В 1946 году в Париже, в Люксембургском саду, я встретился с Леоном Блюмом, тогдашним премьером Франции. Мы говорили о том, что произошло, и Леон Блюм сказал: «Это не немцы сделали, это сделали люди». Я тогда понял, что любой может оказаться способен на страшное преступление, и людей надо предостерегать: пусть знают. Человеку удалось стать хозяином Земли, потому что он сумел истребить, уничтожить все, что стояло у него на пути. И до сих пор в каждом из нас таится атавистическая тяга к уничтожению, к убийству. Эту тягу нужно обуздать.

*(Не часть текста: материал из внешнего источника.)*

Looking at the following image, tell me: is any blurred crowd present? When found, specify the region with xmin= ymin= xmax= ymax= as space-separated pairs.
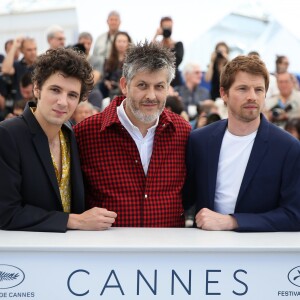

Цивилизация и культура наложили на человека ограничения, помогли усмирить эту тягу, научили сдерживать захватнические порывы и сосуществовать с другими людьми, сделали людей хорошими. Но не всегда так бывало. Случалось, что великие умы и великие таланты прислуживали преступной власти. Выполняя требования гитлеровской идеологии уничтожения «недочеловеков», они своими знаниями и наукой способствовали усовершенствованию машины геноцида, а художественным мастерством — как Лени Рифеншталь — помогали превращать людей в бесформенное безликое скопище, послушно идущее в вагоны. Понадобилось много лет, чтобы благодаря таланту Иоланты Дылевской[10] зритель разглядел в этом скопище лица отдельных людей, лица отцов, ведущих за руку детей, матерей, укачивающих в объятиях младенцев.
Поэтому необходимо следить, чтобы культура прививала доброту, а не ненависть. Война закончилась, а нам все еще это не удается. Один из лучших европейских университетов — а такова Сорбонна — в одном из самых демократических государствах — а такова Франция — воспитал одного из величайших палачей — а таков был Пол Пот. Это значит, что мы недостаточно хорошо учим молодежь, что система образования плоха. А ведь возбудить ненависть гораздо легче, чем склонить к любви. Ненавидеть легко. Любовь требует усилий и самоотверженности.